- Directed by: Samvel Gasparov
- Written by: Nikita Mikhalkov Eduard Volodarsky
- Starring: Yevgeni Solyakov Ivan Matskevich
- Cinematography: Eduard Timlin
- Music by: Yevgeni Stikhin
- Production company: Odessa Film Studio
- Release date: 1977;
- Running time: 72 mins.
- Country: Soviet Union
- Language: Russian

= Hatred (1977 film) =

1977 film

Hatred (Ненaвисть) is a 1977 Soviet action adventure film directed by Samvel Gasparov.

==Plot==
This drama explores the way that war tears families apart.

Hatred is set in a small village in the Ukraine, in which dying man Bulgya tries to reconcile his three estranged sons, who have been scattered by the Russian Civil War. The elder son, Stepan served with the White Army, the middle son Fyodor served with the Red Army while the youngest, Mitka left home with no allegiances and no idea where to go. Contrary to Bulgya's hopes, the reunion is a cool one.

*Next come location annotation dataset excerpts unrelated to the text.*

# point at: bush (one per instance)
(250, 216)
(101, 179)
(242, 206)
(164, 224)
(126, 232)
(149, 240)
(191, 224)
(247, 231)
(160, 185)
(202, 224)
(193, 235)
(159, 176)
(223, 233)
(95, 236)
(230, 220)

When Bulgya dies, the brothers are drawn together. They bury their father and promptly leave the village. But as soon as they pass the gates, a band of horsemen in Red Army uniforms burst into the village, killing the villagers, and burning their homes. The brothers set off in pursuit without any idea of who they are chasing. They do not know if they are really Red Army officers or if they are White Guards in disguise. Eventually Stepan recognises a fellow soldier from the White Guards and realises his loyalties are divided. He tries to play both sides, first betraying his brothers to the White Guards, and then helping them to escape. Fyodor and Mitka take a White Colonel prisoner, and on his way from the estate, Stepan hears gunshots. Rushing off after them, he realises he has become a stranger to the Whites as well.